TONUCCI FM; ALMADA E; PARIANI A; HIDALGO F; FAVRE C; LAROCCA MC

Congreso; Reunion cientifica anual conjunta de SAIC, SAI Y SAFIS; 2018

The CDC42 interacting protein 4 (CIP4) is CDC42 effector involved in the regulation of actin dynamics and membrane deformation, which participates in the development of metastatic properties in breast and lung cancer cells. The Hippo pathway is a signaling pathway conserved from Drosophila, which regulates organogenesis and epithelial tissue homeostasis.

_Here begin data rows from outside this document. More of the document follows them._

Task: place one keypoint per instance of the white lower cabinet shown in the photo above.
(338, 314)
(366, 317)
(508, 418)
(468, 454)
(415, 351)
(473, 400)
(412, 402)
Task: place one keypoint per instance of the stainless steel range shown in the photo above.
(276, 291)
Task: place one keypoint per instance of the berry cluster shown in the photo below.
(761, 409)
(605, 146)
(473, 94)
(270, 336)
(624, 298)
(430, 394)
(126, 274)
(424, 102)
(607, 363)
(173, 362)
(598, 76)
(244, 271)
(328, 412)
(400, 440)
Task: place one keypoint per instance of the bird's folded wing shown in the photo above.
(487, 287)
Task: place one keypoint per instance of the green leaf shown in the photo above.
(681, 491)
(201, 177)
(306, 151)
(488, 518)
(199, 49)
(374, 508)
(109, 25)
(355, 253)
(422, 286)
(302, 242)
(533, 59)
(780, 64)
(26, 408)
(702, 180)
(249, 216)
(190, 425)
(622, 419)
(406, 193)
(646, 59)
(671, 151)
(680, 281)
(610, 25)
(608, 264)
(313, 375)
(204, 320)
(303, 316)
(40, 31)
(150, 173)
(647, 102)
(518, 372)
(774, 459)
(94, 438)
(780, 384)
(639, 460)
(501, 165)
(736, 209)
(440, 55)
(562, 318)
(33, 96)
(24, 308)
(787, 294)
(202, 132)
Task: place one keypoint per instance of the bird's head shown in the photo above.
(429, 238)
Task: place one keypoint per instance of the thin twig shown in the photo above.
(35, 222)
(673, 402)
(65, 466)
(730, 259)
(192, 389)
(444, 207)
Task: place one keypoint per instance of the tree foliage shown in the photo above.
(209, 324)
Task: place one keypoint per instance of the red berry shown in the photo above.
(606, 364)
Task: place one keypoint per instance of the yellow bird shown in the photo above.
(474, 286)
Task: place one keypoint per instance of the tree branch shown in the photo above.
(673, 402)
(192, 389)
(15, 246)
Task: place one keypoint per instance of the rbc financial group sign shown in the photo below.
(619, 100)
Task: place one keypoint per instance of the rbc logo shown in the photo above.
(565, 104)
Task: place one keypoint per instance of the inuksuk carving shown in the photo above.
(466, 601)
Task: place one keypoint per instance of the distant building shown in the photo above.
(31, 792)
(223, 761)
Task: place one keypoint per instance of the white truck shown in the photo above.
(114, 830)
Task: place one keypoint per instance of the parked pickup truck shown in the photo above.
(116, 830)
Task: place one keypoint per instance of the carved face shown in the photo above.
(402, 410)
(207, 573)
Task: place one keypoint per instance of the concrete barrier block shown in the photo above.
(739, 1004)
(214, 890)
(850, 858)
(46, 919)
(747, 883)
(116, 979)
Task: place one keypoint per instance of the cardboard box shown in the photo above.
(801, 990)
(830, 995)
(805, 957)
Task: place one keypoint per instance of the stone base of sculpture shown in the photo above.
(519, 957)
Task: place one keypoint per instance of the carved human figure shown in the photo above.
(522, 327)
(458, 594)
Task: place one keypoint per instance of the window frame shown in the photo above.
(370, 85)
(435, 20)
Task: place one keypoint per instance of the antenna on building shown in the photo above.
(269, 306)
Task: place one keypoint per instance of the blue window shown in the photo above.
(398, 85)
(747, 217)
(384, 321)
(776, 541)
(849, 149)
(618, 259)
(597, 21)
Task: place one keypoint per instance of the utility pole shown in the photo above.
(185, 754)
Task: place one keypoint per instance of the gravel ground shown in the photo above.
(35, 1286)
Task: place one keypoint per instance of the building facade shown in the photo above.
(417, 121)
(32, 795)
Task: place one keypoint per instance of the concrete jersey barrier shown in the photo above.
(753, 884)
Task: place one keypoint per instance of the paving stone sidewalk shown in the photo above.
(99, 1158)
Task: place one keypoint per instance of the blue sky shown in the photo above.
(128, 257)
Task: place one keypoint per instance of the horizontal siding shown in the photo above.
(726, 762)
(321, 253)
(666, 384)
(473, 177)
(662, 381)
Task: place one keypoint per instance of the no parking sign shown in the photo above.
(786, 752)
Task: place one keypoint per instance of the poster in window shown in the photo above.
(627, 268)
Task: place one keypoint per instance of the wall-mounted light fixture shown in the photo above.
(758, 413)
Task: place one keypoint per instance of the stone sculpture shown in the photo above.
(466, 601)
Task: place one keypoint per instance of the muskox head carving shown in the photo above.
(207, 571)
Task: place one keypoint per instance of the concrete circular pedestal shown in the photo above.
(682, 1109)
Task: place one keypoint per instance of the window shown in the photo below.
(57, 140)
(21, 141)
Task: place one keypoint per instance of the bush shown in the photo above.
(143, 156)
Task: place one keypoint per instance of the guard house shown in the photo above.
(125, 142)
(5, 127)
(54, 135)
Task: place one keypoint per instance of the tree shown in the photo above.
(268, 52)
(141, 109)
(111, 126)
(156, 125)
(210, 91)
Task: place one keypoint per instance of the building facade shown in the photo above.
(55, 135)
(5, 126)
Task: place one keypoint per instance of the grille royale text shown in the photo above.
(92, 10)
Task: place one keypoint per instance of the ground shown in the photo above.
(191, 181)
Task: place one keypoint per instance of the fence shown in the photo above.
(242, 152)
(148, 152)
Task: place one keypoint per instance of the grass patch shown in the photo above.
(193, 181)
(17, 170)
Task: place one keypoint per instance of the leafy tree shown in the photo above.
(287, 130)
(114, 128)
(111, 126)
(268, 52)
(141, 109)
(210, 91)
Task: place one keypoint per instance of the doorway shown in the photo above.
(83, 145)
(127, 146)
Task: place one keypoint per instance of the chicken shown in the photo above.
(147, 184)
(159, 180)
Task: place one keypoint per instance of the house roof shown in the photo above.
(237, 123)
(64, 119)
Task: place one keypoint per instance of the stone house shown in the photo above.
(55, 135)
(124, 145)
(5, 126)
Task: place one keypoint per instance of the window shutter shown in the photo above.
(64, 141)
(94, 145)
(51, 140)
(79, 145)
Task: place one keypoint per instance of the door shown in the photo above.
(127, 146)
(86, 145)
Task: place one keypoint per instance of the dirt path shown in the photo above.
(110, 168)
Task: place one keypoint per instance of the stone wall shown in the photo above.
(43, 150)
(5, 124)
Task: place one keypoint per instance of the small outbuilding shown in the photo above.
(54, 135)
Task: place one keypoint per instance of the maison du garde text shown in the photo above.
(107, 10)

The relevance of this pathway in cancer progression has received a surge of attention in the last decade. The aim of this study was to evaluate the impact of CIP4 overexpression on hepatocarcinoma prognosis and to identify putative transcriptional regulators for this protein in hepatocarcinoma cells. Bioinformatic analysis of CIP4 mRNA expression on Cancer Atlas Hepatocarcinoma dataset (372 patients) showed a significant difference between patients with high CIP4 expression (first quartile, CIP4OE) and the others on overall survival* (CIP4OE: 37.29 months; Others: 60.84 months), disease free survival* (CIP4OE: 13.0 months; others: 23.03 months) and others prognosis markers such as nodule invasion and distant metastasis. Analysis of genetic network interactions using ARACNE algorithm showed that TEAD transcription factors, key members of Hippo signaling pathway, are possible regulators of CIP4 expression. Concomitantly, CHIPsec data in hepatocarcinoma HepG2 cells showed that TEAD4 binds to a region near CIP4 transcription starting site. That sequence contains a predicted JASPAR binding site. GSEA enrichment analysis showed a significant difference in Hippo pathway molecular signature in patients with high CIP4 expression. In situ assessment of CIP4 protein levels in Hepa1-6, MCF7, MDA-MB-231 and A549 cells treated with TEAD4 inhibitor Verteporfin showed that CIP4 expression was significantly reduced by this treatment, indicating that CIP4 expression was indeed regulated by the Hippo pathway. These findings showed evidence, for the first time, of CIP4 regulation by TEAD transcription factors and supports the idea that CIP4 could link the Hippo pathway to the cytoskeleton remodeling associated to cancer invasion and metastasis.